姜景奎等譯《蘇爾詩海》《印度與中國》。圖源:“南亞觀察”微信公眾號
公元一世紀前後,中國內地與印度的往來開始增多,中印文化交流逐漸步入軌道。**當時梵語是中印文化交流的主體語言,某種非正式的梵語教育代表着中國的印度語教育。**20世紀50年代以來,印度官方語言印地語已然成為印度的主導語言,進入21世紀之後,其影響力得到進一步加大,印地語教育成為實際上的印度語教育。因此,在中國已經進入新時代的當下,作為鄰國,中國理應更加重視印地語教育,並以印地語為工具,對印度開展更廣泛更深入的研究。
**令人滿意的是,21世紀以來,中印兩國都處在發展的快車道上,兩國關係總體平穩向好。**這直接導致了中國印地語教育欣欣向榮、第五代教育者輩出的大好局面。**更加令人滿意的是,中國現在非常重視本科教育,北京大學和廣東外語外貿大學的印地語專業於2019年底獲評首批國家級一流本科專業建設點。**如此,中國的印地語教育及與之相關的印度研究必將更上一層樓。
註釋:
① 中國教育部專業目錄中的“印度語言文學”中的“印度語言”指所有南亞地區的語言,地理範圍大於印度次大陸,相關語言如梵語、巴利語、印地語、烏爾都語、孟加拉語、僧伽羅語、尼泊爾語、迪維希語、普什圖語等。

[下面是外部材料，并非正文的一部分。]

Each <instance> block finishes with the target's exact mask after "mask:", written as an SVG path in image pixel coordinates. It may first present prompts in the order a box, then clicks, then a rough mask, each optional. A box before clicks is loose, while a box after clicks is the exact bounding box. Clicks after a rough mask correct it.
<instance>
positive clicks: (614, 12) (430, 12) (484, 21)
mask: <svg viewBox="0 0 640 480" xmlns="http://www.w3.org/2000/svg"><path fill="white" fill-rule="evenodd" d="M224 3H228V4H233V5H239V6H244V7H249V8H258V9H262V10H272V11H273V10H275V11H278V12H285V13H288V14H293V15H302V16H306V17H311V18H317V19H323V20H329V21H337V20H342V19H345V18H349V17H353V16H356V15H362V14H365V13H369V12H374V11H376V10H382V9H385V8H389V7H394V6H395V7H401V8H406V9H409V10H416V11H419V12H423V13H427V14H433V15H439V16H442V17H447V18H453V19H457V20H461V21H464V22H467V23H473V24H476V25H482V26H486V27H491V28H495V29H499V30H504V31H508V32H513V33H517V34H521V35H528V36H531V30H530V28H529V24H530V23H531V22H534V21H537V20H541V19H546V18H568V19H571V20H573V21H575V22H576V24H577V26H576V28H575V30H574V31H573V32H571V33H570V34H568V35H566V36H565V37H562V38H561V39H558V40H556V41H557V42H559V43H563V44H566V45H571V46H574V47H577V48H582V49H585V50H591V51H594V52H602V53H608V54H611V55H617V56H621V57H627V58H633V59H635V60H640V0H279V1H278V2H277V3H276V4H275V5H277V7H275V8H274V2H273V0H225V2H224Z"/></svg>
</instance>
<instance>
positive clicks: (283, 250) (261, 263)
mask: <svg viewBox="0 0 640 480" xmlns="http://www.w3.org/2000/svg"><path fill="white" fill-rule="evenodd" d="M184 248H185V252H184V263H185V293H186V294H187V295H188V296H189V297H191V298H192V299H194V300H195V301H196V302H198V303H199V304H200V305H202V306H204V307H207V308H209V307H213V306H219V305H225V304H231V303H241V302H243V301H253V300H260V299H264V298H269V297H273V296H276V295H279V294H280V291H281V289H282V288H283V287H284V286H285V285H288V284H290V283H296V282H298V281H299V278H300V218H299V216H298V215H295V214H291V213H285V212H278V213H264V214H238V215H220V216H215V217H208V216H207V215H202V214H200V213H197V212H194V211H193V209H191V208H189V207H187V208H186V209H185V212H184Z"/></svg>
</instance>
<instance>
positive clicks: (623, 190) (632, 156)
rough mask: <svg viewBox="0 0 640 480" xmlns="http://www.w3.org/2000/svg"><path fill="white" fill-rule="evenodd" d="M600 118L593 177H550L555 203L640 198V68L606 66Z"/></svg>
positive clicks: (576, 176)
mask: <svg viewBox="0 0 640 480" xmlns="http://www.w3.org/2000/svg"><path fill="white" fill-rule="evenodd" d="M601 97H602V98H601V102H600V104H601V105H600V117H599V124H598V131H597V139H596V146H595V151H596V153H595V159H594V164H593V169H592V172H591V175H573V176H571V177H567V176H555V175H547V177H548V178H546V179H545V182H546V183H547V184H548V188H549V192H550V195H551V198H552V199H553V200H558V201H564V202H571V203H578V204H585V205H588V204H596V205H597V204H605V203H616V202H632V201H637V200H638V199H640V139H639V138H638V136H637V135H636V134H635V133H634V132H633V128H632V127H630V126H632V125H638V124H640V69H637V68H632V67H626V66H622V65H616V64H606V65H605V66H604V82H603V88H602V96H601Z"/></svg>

②相關數據均源於印度2011年人口普查數據,參見http://www.censusindia.gov.in/2011Census,下同。
③ 其中印度語科招生35人。另,1945年東方語專增加了馬來語科和朝鮮語科,1946年又增加了阿拉伯語科,1949年併入北京大學時擁有七個語科。但筆者在相關資料中沒有發現阿拉伯語科招生的記錄,因此未能涉及。
④根據相關資料,第一屆畢業生中有印度語科9人,第二屆畢業生中有印度語科3人。
⑤ 中國空軍美國志願援華航空隊(American Volunteer Group),後改為第14航空隊,又稱飛虎隊(Flying Tiger),由美國飛行教官克萊爾·李·陳納德創建。飛虎隊的主要工作區域以雲南為主。
⑥ 筆者暫時沒有查找到相關詳細資料,因此無法給出全名及外文名稱。
⑦ 彭正篤(1921.10.31-2019.4.17)屬於兩年制學生,1944年10月入學,1946年6月畢業;殷洪元(1925.10.15- )屬於三年制學生,1945年10月入學,1948年6月畢業。
⑧ 中印兩國於1950年4月1日正式建立外交關係。
⑨ 一位博士、一位碩士和一位學士。
⑩ 中國傳媒大學即原北京廣播學院於1965年首開印地語專業,招過一兩屆學生,主要為中國國際廣播電台培養印地語人才,師資也主要出自中國國際廣播電台。後來停招,至2008年恢復招生。
⑪ 已由中國大百科全書出版社出版六卷。
⑫ 1983年出版的《印地語課本》不是課堂教學用書。
**作者簡介:**姜景奎,清華大學外國語言文學系、國際與地區研究院教授。